You laugh as you’re manhandled into your own elevator, which dings and opens its brassy, shiny doors. You are home, you think, and this is a home you’ve chosen—full of all those who’ve touched your heart, full of all the hearts you’ve touched in turn.

You love this place, how it changes every moment, never finite, never stagnant, fluctuating endlessly with all the people you’ve ever met whose lives are as vibrant and distinctive as your own. The passerby on the street, the visitors and guests, even the legendary pokémon that cut holes in the sky. Then there’s you at the center of it all, at the center of your world.

Your legs have carried you here, you have shaped this concrete foundation with your bare hands, and your soul has settled on each and every stone. Perhaps you will live on forever in this home of your creation.

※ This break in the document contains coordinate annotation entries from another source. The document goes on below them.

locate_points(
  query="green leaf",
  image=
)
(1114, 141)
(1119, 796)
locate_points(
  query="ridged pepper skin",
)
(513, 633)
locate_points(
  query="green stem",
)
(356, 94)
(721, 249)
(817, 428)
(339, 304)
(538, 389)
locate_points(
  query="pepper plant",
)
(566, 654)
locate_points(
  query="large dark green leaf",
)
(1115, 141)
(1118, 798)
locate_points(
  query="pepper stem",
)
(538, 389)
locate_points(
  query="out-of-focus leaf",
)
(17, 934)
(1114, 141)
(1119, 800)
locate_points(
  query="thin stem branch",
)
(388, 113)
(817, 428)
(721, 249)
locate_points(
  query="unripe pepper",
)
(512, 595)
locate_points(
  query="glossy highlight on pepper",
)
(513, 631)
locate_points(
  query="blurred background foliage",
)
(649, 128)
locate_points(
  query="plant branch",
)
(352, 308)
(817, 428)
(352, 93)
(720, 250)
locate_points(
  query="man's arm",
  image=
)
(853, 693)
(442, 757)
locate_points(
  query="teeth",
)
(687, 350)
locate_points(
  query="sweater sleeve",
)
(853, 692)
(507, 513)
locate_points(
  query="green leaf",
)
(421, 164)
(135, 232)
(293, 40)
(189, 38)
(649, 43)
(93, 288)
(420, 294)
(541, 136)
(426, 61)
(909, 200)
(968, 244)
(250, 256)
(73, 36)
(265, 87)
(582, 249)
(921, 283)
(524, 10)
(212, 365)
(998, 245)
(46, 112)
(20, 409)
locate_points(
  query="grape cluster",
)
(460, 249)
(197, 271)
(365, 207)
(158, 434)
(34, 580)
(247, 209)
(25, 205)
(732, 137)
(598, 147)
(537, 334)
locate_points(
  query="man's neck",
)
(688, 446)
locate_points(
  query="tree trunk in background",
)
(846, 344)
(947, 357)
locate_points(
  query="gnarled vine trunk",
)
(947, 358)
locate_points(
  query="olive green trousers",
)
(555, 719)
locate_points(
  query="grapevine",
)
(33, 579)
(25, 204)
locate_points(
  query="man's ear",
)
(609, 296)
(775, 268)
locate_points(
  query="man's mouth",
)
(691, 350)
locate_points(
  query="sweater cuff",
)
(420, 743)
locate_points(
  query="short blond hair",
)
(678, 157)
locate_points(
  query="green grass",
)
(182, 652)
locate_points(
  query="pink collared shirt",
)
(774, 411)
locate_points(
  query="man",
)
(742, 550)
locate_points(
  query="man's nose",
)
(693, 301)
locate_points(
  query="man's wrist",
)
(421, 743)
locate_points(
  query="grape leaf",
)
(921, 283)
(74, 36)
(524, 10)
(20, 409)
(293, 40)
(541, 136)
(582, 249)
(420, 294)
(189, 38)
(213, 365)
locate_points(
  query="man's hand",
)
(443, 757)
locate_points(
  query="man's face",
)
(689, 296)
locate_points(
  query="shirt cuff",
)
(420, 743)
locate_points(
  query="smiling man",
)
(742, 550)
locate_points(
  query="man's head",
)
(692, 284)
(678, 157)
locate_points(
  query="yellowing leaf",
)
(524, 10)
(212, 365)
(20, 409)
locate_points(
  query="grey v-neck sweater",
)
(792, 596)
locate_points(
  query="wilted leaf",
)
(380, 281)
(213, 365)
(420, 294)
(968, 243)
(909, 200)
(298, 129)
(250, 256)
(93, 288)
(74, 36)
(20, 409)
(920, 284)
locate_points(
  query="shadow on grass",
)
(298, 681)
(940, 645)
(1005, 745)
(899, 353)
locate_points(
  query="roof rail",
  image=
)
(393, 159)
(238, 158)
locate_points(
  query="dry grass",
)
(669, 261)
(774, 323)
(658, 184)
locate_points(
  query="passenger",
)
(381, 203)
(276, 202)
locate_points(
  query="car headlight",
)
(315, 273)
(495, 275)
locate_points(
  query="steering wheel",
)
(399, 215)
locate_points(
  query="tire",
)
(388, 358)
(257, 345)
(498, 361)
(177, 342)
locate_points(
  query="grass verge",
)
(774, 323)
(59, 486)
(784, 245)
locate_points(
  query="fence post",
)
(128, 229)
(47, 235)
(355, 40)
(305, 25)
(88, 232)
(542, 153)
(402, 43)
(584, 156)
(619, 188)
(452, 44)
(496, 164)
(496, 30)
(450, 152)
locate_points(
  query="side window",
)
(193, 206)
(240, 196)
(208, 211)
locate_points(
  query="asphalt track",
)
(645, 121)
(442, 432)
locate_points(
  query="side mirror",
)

But it’s just a hotel. You’re being ridiculous.

“Alright,” You say, Charjabug chirping greetings to the two children attached to your arms. “Where to—?”

A crowd rushes into the elevator, nearly barreling you over. Iris and Rosa let go of you with two laughing shouts.

“Boss!” Calls Charles, “Can you get me to floor six?”

Janet slides in, her daughter trotting at her heels. “Boss, we need to look at these files together—“

Drayden huffs as he’s crammed into a corner. The children throw their arms in the air and chant, “Ninety-five! Ninety-five!”

Behind Janet bumbles Charles, behind Chalres smiles Junie, and there are way too many people in this elevator. Regardless, you close the gate, tuck one hand behind your back, then press buttons for floors six, ninety-five, and one-hundred.

The elevator dips and shudders. You tuck your hands behind your back. You feel gravity buoy beneath you as your guests cheer then a smile rises to your face, unbidden.

Just before the doors close, you see your employees and friends waving at you, the Battle Hotel lobby shrouded in golden light.

You straighten with a grin. “Goooing up!”

Smooth Operator - Chapter 15 - grubbin (2024)
Top Articles
Latest Posts
Article information

Author: Gov. Deandrea McKenzie

Last Updated:

Views: 5397

Rating: 4.6 / 5 (46 voted)

Reviews: 85% of readers found this page helpful

Author information

Name: Gov. Deandrea McKenzie

Birthday: 2001-01-17

Address: Suite 769 2454 Marsha Coves, Debbieton, MS 95002

Phone: +813077629322

Job: Real-Estate Executive

Hobby: Archery, Metal detecting, Kitesurfing, Genealogy, Kitesurfing, Calligraphy, Roller skating

Introduction: My name is Gov. Deandrea McKenzie, I am a spotless, clean, glamorous, sparkling, adventurous, nice, brainy person who loves writing and wants to share my knowledge and understanding with you.